Abstract

Women have increased risk of developing heparin-induced thrombocytopenia (HIT), a serious, immune-mediated prothrombotic condition, and have a worse prognosis when affected. We compared gender differences for treatment and outcomes in HIT patients administered argatroban therapy. From a multicenter retrospective registry of argatroban-treated patients, we identified females (n = 42) and males (n = 50) with clinically diagnosed HIT who were administered argatroban <or=10 microg/kg/min. Upon diagnosis of HIT, heparin was discontinued. Continuous intravenous argatroban was instituted, adjusted to achieve activated partial thromboplastin times (aPTTs) 1.5-3 times baseline. Between-gender comparisons were made of argatroban dosing, aPTT responses, and clinical outcomes (death, amputation, new thrombosis, major bleeding).
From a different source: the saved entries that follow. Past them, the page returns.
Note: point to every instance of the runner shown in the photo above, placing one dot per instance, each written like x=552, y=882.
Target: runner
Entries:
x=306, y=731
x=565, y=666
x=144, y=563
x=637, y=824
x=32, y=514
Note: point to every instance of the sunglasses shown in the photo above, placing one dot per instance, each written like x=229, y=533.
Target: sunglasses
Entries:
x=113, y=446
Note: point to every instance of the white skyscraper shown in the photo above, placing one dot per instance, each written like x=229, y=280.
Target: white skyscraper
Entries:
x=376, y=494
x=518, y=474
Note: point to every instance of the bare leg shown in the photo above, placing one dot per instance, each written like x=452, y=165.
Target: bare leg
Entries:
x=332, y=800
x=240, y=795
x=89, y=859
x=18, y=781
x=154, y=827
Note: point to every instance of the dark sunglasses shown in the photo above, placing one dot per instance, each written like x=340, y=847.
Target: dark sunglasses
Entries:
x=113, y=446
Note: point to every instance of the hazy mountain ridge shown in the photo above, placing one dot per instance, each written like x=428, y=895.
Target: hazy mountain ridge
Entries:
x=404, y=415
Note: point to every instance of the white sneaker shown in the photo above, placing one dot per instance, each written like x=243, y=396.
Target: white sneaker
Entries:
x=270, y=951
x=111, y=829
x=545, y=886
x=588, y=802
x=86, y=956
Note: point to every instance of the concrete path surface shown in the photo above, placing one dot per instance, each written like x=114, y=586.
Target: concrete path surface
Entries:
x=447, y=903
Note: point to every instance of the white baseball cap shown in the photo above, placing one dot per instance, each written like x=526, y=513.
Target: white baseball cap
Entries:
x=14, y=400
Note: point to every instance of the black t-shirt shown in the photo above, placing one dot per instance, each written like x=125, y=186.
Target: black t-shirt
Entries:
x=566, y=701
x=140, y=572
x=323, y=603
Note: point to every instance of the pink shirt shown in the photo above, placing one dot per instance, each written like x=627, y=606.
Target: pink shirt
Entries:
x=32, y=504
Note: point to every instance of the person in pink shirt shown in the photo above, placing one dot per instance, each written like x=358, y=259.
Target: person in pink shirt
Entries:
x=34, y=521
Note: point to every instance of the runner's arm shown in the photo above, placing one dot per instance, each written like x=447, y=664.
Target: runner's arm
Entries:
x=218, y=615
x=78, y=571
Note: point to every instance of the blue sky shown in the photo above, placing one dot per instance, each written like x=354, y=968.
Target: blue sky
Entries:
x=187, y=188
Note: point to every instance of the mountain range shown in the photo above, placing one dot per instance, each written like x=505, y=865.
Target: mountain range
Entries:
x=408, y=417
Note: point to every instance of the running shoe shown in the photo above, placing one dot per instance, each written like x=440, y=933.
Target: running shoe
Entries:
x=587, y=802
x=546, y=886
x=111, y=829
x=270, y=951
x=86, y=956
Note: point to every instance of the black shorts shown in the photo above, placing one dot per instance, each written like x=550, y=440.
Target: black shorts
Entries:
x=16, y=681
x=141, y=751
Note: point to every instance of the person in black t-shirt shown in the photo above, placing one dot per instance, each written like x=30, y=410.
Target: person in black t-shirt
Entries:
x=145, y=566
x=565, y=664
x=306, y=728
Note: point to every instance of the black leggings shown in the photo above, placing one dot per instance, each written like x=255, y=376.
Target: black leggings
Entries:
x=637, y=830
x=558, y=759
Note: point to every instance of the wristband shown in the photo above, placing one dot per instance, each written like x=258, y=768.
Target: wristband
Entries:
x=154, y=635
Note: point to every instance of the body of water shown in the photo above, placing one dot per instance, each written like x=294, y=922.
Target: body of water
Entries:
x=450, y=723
At baseline, females and males were generally well matched, excepting platelet count (medians, 101 x 10(9)/L vs. 170 x 10(9)/L, p = 0.01), with 9 (21%) females and 19 (38%) males having HIT-related thrombosis. Typically, argatroban was initiated and maintained at 1.0-1.1 mug/kg/min for approximately 6 days, irrespective of gender. No differences were detected between females and males in aPTTs during therapy (respective medians, 57.3 vs. 59.5 seconds) or time to therapeutic aPTTs (7.3 vs. 10.3 hours), or platelet count recovery (2.5 vs. 7.4 days). Of patients with available data, 20 of 35 (57%) females and 19 of 35 (54%) males were converted to warfarin. The composite end point of death, amputation, or new thrombosis within 37 days of argatroban initiation occurred in 10 (24%) females and 8 (16%) males (p = 0.43). Within 37 days, 7 (17%) females and 7 (14%) males died (2 while on argatroban), 1 (2%) female required amputation (off argatroban), and 3 (7%) females and 2 (4%) males developed new thrombosis (3 while on argatroban). Major bleeding occurred in 1 (2%) female and 1 (2%) male. Argatroban can be used effectively and safely to manage HIT in females, with dosing requirements, aPTT responses, and clinical outcomes comparable to those in men. Future, larger studies are warranted in establishing the unique characteristics of HIT in females.